I am managing a major project at work which will last at least for a few months. The project has serious legal risks, is time bound & involves a number of people, emotions are running high among a lot of the people concerned. A lot of questions come my way, some very complex which I have to answer quickly but appropriately. Lots of negative feedback about the process which I have to respond to.
I am also dealing with many of the logistics of planning meetings, issuing letters etc.
There is a huge amount of work involved. My other day to day tasks don't go away so I am also being chased for answers on those. Whenever I put my voicemail on (to focus on the project) I get messages/voicemails chasing for information. Colleagues are all extremely busy too so I can't pass things on.
I am sick at the moment with virus...felt ill yesterday but no way could I take sick time, there is a whole list of tasks which I had to do & can't delegate. Yesterday was horrible, have heard that one manager also supporting the project has claimed to their boss that I am 'holding things up'. I got an email from that person yesterday expressing their 'frustration and disappointment'....also got a separate complaint about another matter which I had worked really hard to support (the problems didn't relate to what I had done though).
Was practically sobbing down the phone to my colleague yesterday pm about all this, said I couldn't do any more.
I have a list of things as long as my arm to do on Monday, most of them can't wait another day.
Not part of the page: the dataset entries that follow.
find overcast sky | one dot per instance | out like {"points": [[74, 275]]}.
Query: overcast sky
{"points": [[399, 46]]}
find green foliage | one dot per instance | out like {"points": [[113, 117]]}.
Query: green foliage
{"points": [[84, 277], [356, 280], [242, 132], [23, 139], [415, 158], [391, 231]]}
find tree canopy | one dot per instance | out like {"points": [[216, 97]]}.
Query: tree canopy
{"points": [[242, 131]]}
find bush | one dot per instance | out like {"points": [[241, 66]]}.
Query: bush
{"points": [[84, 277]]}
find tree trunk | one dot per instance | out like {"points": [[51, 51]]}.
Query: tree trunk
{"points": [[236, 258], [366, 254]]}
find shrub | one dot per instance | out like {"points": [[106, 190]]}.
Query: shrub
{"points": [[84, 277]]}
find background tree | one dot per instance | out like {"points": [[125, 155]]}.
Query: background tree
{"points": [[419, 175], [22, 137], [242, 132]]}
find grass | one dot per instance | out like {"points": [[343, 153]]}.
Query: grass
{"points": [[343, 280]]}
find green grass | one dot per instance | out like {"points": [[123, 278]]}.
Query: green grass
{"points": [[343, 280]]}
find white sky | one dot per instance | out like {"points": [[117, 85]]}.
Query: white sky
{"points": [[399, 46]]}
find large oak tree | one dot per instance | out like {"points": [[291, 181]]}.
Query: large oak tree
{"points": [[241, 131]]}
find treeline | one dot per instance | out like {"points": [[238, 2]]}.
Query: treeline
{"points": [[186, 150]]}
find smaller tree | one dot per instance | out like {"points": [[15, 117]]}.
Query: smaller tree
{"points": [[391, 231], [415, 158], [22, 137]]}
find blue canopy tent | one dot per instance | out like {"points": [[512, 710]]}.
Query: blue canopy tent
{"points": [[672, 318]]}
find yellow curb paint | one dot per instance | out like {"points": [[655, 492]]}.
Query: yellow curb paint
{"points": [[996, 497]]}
I am considering working on some of these tomorrow to take some pressure off...at the same time I feel I really need my weekend.
Please help me to adjust my mindset so I don't dread Monday? I know it will be a hellish day.....I can't start work early as I have to wait for my disabled DS's carer to arrive before I start work. I have to just plough through everything I have to do so need to be calm and focused in order to cope with it all. Calm and focused I am not.